Invito il lettore a leggere tutto il testo che presenta la donna che ha perso la sua dignità: donna irrequieta, pur avendo una casa e una famiglia in cerca affannosa di una preda.
Subito la signora Sapienza si alza solenne con un discorso stupendo di cui riporto i passi più belli: “A voi uomini io mi rivolgo: imparate, inesperti, la prudenza e voi stolti fatevi assennati. Io, la Sapienza, abito con la prudenza e possiedo scienza e riflessione. Il Signore mi ha creato come inizio della sua attività, prima di ogni sua opera… Quando egli fissava i cieli io ero là. Quando disponevo i fondamenti della terra io ero con lui”.
Salomone è artefice di un’altra opera che esalta in maniera poetica la donna: il “Cantico dei Cantici” espressione superlativa che indica il “canto sublime”, un’opera scritta tutta in versi raffinati nei quali l’autore adopera tutti gli artifici della poesia ebraica che, a differenza della nostra poesia, non si accontenta solo di rime (come quelle della nostra letteratura da Dante e Petrarca al Carducci in cui la consonanza di due parole terminano con le medesime lettere su cui cade l’accento), ma usa una ripetizione di suoni per cui la musicalità del testo ebraico è sublime.
Inoltre il linguaggio è denso di parole arcaiche, usate solo nel Cantico che ricordano canti primitivi pastorali usati nelle cerimonie matrimoniali.
Nell’epoca cristiana, Paolo, nella sua prima lettera ai Corinti 11,33 dice: “Voglio che sappiate che capo di ogni uomo è Cristo e capo della donna è l’uomo”. Tuttavia il pensiero di Paolo, del marito capo della donna, non implica affatto la superiorità di natura o di dignità. Ha solo carattere funzionale, secondo la concreta situazione socio-culturale del suo tempo. Così anche nella prima lettera ai Corinti 14,34 “Nelle assemblee le donne tacciano”, nella lettera agli Efesini 5,22 “Siano soggette ai loro mariti”, ma subito dopo raccomandata di amare la moglie come il Cristo ha amato la Chiesa, di curare la moglie, che è carne propria, come anche Cristo fa con la Chiesa.

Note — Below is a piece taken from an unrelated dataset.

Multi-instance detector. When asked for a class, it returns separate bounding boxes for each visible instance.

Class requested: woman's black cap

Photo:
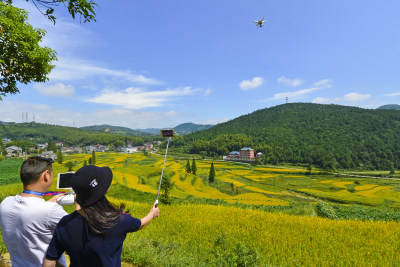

Gesù, prima di Paolo, aveva compiuto un passo rivoluzionario per quei tempi. Egli chiamò alla Sua sequela delle donne, (come attesta Luca 8,1-3), piuttosto discutibili: “anzi erano state guarite da spiriti cattivi e da infermità”: Maria Maddalena, dalla quale erano usciti sette demoni, Giovanna moglie di Cusa, amministratore di Erode, Susanna e molte altre che servivano i discepoli con i loro beni”.
Ha il coraggio di parlare con la Samaritana, donna dai cinque mariti e un sesto che non è marito (Giov 4).
Consiglio ai lettori di leggere il testo del Vangelo di Giovanni al capo 8: la donna adultera salvata da Gesù nel momento in cui stava per essere uccisa a sassate.